I only smiled in response.
The phone began ringing, cutting through the silence, and I answered it before Dita could. She huffed, hovering beside me.
“Padovino residence. Sophia speaking.”
“Sophia? Ah, I’m glad I caught.” Came the old voice of Don Piero.
I had a sudden flash of déjà vu. The first time Don Piero had invited me to his house had been when I was visiting my father. It felt like a lifetime ago, not just a few months.
“Sir,” I breathed. “What can I do for you?”
“I rang your house, but you weren’t there.” He said instead. “I am surprised you are at your father’s.”
“I just popped over for a visit.”
Don Piero made a humming noise on the other side of the line. “Yes, well, I need you to plan a dinner.”
“Plan a dinner, sir?”
“Yes, yes. The Outfit have been invited to join in peace talks with the McDermott mob. They want to apologise for all the troubles the Gallagher’s caused us and discuss the future.” Don Piero gave a hearty laugh. “Be smart about the planning, my dear. We wouldn’t want another massacre.”

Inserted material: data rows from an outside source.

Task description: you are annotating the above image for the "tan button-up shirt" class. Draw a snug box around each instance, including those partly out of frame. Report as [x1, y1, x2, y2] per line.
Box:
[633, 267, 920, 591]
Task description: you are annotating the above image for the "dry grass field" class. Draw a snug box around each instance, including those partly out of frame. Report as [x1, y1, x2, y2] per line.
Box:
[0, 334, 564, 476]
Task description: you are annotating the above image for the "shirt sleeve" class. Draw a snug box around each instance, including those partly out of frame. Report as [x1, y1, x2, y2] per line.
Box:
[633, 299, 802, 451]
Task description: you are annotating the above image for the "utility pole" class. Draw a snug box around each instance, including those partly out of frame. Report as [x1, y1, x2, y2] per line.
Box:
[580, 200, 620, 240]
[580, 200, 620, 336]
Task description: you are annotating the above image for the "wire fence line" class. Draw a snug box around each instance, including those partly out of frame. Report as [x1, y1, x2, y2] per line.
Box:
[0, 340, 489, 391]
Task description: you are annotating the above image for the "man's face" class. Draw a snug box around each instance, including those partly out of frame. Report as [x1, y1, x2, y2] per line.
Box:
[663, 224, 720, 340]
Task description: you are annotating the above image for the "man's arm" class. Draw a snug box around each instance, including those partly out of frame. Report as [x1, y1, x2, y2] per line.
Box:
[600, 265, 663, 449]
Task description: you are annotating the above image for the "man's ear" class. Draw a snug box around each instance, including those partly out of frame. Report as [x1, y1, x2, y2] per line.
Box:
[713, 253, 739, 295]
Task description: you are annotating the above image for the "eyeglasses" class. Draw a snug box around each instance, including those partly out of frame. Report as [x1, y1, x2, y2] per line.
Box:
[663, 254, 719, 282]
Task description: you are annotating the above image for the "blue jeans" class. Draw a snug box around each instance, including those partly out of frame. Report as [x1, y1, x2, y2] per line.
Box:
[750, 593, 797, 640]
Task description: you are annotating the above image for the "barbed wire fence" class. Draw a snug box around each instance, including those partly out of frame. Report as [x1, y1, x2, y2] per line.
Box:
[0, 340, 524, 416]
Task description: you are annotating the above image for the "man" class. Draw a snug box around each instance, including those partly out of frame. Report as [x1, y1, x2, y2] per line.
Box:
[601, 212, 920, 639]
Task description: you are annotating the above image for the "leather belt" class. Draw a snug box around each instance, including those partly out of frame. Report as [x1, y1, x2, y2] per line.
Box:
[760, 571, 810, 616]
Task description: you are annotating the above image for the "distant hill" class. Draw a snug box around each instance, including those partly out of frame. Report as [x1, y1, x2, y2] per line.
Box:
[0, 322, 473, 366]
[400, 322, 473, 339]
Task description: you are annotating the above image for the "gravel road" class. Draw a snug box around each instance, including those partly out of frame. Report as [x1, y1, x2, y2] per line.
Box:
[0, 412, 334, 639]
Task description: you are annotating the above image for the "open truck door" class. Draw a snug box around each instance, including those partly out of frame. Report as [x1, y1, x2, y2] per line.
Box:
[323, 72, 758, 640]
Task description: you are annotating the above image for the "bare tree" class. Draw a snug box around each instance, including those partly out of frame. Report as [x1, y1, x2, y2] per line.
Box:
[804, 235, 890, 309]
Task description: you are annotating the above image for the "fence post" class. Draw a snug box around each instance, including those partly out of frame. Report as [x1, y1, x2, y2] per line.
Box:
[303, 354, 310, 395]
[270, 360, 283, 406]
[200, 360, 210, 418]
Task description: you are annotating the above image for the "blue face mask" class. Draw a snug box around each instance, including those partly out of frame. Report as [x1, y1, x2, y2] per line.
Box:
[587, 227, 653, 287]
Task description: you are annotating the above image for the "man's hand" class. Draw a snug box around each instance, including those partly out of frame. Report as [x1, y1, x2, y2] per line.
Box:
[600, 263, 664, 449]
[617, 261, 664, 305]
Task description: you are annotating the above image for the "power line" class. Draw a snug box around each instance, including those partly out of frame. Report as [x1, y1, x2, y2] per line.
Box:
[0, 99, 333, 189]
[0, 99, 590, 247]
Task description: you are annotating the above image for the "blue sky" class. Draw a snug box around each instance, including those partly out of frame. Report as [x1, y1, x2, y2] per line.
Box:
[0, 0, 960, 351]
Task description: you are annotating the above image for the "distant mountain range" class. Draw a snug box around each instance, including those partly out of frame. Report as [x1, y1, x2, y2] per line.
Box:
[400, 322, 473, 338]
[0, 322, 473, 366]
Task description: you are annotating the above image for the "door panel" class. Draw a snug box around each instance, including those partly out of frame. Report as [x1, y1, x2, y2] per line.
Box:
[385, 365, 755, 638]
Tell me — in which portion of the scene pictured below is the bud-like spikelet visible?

I swallowed audibly. “Of course, sir. Consider it done.”
Chapter Eight
I really needed a drink.
I considered having a glass of wine but then decided against it. It would help my nerves, but I was pregnant, and it wasn’t recommended by your doctor. So, I ran myself a warm bath and dozed amongst the bubbles, yet still my adrenaline was high.
I ended up putting Polpetto on the lead and going for a walk around the neighbourhood.
Perhaps walks used to be a source of comfort, but now as I walked the footpaths, I could see bodyguards and soldati and family members peeking through their windows. I felt constantly watched, which did nothing to set my anxieties at ease. In the city, there had been a sense of privacy, even if I had been surrounded by people.
Polpetto pranced ahead of me, his little tail wagging. He smelt every pole and attempted to piss on every piece of lawn he saw.
My thoughts kept narrowing down on the order from Don Piero. I had to plan a dinner, an event, in which both the Outfit and Irish Mob would discuss peace and the Gallagher’s. I couldn’t stop thinking about it.